How to execute this project with docker

First you have to make sure that you have your xmls ready to execute the Python scripts in a Docker container, for this, follow the next steps:

How to get your xmls from your own pdfs

NOTE: If you already executed this project without docker, please still follow the next instructions and run the commands in the proper directories indicated next.

  1. Make sure you have GROBID server running, you can do this using Docker make sure you have it installed and the run the next commands in your terminal:

  • Pull the GROBID image:

docker pull lfoppiano/grobid:0.7.2
  • Run the image:

docker run -t --rm -p 8070:8070 lfoppiano/grobid:0.7.2

The web service will be running in http://localhost:8070/

  1. Now copy and paste your pdfs into the directory called ‘Papers’, that you’ll find inside the directory called ‘compose’, which location is: ‘./AIandOpenScienceInResearchSoftwareEngineering-main/Docker/compose’ if you are inside the directory that was downloaded when downloading this repository.

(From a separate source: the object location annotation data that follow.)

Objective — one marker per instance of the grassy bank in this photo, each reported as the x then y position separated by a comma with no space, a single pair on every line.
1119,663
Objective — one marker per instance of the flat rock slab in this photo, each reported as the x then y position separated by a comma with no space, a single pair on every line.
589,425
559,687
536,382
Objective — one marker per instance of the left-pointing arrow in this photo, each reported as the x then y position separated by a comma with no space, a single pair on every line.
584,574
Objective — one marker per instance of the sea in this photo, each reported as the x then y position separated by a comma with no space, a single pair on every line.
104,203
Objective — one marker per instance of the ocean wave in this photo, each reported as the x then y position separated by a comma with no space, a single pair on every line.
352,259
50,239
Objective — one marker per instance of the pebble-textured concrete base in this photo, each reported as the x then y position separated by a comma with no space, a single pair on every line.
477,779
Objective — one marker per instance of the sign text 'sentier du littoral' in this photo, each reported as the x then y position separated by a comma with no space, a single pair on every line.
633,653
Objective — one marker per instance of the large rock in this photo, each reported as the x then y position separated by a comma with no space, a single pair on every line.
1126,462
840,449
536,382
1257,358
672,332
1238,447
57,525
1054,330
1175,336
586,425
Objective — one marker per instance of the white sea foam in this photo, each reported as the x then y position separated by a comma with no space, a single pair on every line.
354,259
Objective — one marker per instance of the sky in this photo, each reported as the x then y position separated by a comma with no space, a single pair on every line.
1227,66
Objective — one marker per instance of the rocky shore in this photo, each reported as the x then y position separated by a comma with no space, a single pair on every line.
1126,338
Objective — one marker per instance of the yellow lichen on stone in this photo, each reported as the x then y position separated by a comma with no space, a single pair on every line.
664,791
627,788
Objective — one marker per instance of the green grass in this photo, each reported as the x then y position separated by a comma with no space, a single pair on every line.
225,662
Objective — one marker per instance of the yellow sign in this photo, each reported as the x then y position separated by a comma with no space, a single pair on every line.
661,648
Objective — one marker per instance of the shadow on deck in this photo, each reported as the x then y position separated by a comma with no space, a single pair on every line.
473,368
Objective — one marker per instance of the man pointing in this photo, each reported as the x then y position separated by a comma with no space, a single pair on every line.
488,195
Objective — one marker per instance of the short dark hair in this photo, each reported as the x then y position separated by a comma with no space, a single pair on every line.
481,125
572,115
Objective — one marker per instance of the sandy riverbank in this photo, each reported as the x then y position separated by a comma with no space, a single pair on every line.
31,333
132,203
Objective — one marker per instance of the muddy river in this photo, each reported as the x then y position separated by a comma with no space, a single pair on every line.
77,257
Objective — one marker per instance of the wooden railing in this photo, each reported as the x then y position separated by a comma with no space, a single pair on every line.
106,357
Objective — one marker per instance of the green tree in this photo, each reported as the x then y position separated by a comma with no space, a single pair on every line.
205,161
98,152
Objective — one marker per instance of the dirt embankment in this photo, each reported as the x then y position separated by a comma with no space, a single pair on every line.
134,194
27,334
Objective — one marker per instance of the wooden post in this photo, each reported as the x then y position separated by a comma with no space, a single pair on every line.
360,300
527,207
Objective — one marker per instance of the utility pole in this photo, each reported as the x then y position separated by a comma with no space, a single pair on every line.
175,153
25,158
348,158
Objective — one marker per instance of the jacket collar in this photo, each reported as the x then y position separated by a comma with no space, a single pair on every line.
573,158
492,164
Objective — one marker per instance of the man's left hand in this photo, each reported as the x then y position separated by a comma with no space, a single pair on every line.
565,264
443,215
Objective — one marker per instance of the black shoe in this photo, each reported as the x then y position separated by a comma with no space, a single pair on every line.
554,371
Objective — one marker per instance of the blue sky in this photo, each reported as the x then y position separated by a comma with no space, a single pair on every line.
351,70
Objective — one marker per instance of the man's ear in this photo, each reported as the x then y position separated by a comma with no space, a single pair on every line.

  2. Now in your terminal, make sure that you are inside the directory ‘compose’ which location is: ‘./AIandOpenScienceInResearchSoftwareEngineering-main/Docker/compose’, and run the next command:

python request_grobid.py

This runs a Python script that’ll connect to the GROBID server and download all of the XML of the pdfs inside the ‘Papers’ directory, this might take a few minutes.

Running the Python scripts with Docker compose

Docker allows to create containers for applications, so they can be run in any computer without having issues with libraries and dependencies. Since this project consists of three different Python scripts, it is good practice to have them each in a different container. Docker offers an option so you can run different applications at the same time, it’s called Docker compose, to use it, you have to create a docker-compose.yml file and declare each application, its location in the file system and whatever else you want to add, like volumes.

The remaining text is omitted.